Candidates Marshall Tuck and Tony Thurmond will face each other in a runoff election on November 6 for the job of State Superintendent of Public Instruction.

As of June 11 (with some ballots from the June 5 election still being tallied), Tuck had received 1,597,243 votes (37.4 percent of the total) and Thurmond had received 1,497,385 votes (35.1 percent of the total). Thurmond and Tuck both ran well-funded campaigns, but neither of them came close to the 50 percent majority needed to win the job outright in the June 5 primary. As the top-two finishers in the field of four, Tuck and Thurmond advance to the November runoff (in which they will be the only two candidates on the ballot).

On June 5, Thurmond won majorities in San Francisco and Alameda County (areas that are basically his home turf), and Thurmond held narrower leads over Tuck in San Mateo County and Santa Clara County (Silicon Valley). Thurmond also ran narrowly ahead of Tuck in Los Angeles County (which is Tuck’s home turf). Tuck finished ahead of Thurmond in San Diego County, Orange County, Riverside County, and several Central Valley counties.

The other two candidates for State Superintendent on the June 5 ballot - Lily Ploski and Steven Ireland - ran low-profile, low budget campaigns.

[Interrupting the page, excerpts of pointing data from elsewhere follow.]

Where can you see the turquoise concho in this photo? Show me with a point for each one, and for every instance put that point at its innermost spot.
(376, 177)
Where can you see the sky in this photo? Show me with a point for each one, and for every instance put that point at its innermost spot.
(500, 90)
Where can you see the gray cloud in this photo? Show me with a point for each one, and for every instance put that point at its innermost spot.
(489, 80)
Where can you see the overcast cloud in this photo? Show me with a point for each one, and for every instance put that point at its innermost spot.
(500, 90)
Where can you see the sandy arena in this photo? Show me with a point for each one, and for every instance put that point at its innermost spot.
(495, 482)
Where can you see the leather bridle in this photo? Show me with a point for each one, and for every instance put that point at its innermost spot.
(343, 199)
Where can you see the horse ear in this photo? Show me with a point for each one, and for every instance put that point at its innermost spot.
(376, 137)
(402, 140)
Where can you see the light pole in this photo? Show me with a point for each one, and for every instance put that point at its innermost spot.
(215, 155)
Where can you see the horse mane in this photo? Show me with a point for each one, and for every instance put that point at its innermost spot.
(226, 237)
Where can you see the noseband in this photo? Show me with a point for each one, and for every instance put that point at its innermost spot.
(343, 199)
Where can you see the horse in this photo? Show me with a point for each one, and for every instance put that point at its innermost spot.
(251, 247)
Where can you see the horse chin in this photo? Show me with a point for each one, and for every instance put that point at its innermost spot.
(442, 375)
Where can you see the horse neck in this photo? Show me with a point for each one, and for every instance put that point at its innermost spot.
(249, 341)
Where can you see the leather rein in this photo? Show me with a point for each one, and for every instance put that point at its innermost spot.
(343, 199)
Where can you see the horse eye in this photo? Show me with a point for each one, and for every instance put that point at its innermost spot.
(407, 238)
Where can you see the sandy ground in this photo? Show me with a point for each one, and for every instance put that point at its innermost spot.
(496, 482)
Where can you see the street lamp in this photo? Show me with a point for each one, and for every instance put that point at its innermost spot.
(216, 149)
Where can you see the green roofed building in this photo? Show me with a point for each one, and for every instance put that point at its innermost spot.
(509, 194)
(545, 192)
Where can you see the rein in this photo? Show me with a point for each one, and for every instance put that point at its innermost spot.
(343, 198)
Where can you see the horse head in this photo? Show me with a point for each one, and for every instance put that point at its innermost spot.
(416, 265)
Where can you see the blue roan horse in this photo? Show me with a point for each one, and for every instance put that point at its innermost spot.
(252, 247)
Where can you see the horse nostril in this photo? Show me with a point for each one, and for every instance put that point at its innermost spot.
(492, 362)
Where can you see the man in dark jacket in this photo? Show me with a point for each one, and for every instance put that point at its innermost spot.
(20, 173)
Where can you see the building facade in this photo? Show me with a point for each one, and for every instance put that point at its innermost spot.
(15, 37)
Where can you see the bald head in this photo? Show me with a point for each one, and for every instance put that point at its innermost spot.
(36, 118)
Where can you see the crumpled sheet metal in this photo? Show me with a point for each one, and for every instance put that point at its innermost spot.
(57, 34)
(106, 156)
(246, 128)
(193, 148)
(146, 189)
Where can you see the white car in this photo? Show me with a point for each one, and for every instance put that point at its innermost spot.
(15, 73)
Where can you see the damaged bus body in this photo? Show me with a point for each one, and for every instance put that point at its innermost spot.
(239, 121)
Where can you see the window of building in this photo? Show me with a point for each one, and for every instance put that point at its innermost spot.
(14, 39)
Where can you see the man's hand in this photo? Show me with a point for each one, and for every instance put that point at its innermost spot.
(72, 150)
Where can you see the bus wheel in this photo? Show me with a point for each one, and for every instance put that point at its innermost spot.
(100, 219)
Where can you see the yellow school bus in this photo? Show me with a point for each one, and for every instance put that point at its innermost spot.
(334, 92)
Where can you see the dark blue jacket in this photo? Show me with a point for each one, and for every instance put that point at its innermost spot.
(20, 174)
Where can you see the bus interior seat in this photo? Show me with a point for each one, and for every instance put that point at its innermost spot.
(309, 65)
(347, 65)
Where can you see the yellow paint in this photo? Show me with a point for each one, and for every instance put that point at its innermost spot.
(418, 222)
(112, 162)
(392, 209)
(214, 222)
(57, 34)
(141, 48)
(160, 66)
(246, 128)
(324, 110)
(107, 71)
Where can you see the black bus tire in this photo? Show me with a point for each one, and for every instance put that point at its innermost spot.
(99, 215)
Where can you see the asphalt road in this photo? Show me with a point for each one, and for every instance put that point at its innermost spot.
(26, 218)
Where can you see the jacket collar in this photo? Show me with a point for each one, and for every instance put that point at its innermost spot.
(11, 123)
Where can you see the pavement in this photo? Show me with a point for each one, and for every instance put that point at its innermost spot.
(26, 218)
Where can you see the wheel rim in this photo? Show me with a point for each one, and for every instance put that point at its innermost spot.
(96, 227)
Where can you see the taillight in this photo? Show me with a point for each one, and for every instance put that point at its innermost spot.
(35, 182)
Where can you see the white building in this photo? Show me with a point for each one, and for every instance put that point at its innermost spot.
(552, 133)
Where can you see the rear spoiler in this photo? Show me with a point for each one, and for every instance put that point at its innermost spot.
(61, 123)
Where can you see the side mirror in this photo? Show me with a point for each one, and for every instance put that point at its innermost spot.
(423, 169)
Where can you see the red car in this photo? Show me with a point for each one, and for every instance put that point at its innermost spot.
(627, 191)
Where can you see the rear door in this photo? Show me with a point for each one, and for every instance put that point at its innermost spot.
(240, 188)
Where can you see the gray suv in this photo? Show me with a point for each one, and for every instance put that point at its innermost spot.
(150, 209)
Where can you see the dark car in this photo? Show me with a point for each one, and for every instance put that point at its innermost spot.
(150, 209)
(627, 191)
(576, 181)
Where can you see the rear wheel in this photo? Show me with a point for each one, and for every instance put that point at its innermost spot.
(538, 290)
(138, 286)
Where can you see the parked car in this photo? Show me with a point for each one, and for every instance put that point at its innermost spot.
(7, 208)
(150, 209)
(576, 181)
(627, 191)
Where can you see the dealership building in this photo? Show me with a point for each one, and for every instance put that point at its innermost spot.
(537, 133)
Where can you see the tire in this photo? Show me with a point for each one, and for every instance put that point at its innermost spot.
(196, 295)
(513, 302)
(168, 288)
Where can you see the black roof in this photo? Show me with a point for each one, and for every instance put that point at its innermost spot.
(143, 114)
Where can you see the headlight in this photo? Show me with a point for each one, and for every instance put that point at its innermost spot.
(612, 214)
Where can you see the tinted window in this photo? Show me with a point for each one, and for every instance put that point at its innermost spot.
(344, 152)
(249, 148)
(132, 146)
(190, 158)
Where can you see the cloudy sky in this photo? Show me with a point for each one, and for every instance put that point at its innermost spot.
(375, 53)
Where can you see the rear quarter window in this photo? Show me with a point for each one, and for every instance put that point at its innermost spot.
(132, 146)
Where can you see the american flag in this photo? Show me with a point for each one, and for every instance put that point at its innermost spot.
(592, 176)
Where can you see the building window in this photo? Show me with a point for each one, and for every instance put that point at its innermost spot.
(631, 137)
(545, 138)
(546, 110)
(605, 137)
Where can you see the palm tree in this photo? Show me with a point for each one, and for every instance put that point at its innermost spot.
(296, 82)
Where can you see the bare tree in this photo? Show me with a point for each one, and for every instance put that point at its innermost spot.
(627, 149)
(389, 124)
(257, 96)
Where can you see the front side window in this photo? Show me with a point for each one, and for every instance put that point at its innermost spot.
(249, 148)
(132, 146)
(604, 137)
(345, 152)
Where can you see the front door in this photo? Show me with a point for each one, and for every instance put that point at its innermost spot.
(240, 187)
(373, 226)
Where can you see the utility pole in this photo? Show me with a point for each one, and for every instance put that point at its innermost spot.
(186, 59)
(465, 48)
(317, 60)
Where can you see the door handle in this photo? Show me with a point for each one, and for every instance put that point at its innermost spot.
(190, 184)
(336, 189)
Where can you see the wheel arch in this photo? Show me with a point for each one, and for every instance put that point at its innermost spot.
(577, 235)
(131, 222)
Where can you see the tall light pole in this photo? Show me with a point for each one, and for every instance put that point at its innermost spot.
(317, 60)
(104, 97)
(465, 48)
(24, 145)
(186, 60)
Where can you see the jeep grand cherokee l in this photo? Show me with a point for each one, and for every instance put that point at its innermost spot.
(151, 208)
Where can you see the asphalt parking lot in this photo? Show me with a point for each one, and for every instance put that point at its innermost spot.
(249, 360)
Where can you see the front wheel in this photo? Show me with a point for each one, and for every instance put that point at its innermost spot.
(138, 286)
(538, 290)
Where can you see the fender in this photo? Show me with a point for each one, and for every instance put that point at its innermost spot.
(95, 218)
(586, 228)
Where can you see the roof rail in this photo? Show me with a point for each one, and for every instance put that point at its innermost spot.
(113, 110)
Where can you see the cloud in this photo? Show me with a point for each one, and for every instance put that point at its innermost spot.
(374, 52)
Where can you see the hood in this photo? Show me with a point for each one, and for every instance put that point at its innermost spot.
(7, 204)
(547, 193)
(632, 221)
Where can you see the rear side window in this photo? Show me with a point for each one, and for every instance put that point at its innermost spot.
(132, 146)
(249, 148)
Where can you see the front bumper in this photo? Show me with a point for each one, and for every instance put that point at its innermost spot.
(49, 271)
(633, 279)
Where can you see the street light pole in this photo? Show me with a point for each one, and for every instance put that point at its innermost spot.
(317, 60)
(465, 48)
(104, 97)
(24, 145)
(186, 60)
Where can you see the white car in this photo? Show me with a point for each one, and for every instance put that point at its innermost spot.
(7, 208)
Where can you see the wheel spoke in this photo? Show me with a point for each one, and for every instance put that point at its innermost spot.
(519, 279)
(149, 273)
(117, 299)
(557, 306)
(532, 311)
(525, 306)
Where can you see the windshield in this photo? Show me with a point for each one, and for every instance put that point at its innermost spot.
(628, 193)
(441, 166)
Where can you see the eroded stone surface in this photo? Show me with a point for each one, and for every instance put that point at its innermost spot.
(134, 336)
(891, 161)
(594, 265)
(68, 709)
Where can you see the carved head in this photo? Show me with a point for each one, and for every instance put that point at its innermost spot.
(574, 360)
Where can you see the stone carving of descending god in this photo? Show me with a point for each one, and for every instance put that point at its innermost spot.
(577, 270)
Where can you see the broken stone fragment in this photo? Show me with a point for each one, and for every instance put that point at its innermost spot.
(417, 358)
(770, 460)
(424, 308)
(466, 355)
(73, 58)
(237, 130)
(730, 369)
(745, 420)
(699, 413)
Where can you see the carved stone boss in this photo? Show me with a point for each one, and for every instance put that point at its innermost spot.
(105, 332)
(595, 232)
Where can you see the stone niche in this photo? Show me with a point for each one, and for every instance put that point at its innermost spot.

But even so, Ploski managed to attract 696,965 votes (16.3 percent) and Ireland collected 479.189 votes (11.2 percent).

The day after the June 5 election, Ploski announced she was endorsing Thurmond in the November runoff, saying “Tony and I share the belief that a solid public education is the best foundation for success for California’s students, and that fully funding our public schools has to be our state’s top priority. I urge my supporters to get behind Tony’s progressive campaign to make California’s public schools the best in the nation.”

Many political observers expect a close and hard-fought, multi-million-dollar contest between Thurmond and Tuck in November.

Tuck and Thurmond are both registered Democrats, but they draw support from distinctly different constituencies, which don’t necessarily divide along the lines of Democrats vs. Republicans. The contest is widely being seen as a battle between mainstream educators and teachers unions versus charter school advocates and affluent business leaders who tend to fund “education reform” advocacy groups.

Thurmond is backed by union groups including the California Teachers Association, which is expected to put significant financial resources into his campaign, in addition to sending teachers out walking precincts on behalf of Thurmond.

Tuck is backed by a number of charter school advocacy groups as well as wealthy entrepreneurs like Eli Broad who have backed several candidates for State Superintendent in the past. Tuck is likely to use the financial resources at his disposal on broadcast media and mailers, in an “air campaign” media effort intended to counter the expected “ground campaign” by teachers walking precincts and distributing brochures on behalf of Thurmond. (Polls in past elections have shown that many voters tend to favor candidates for State Superintendent who are supported by classroom teachers).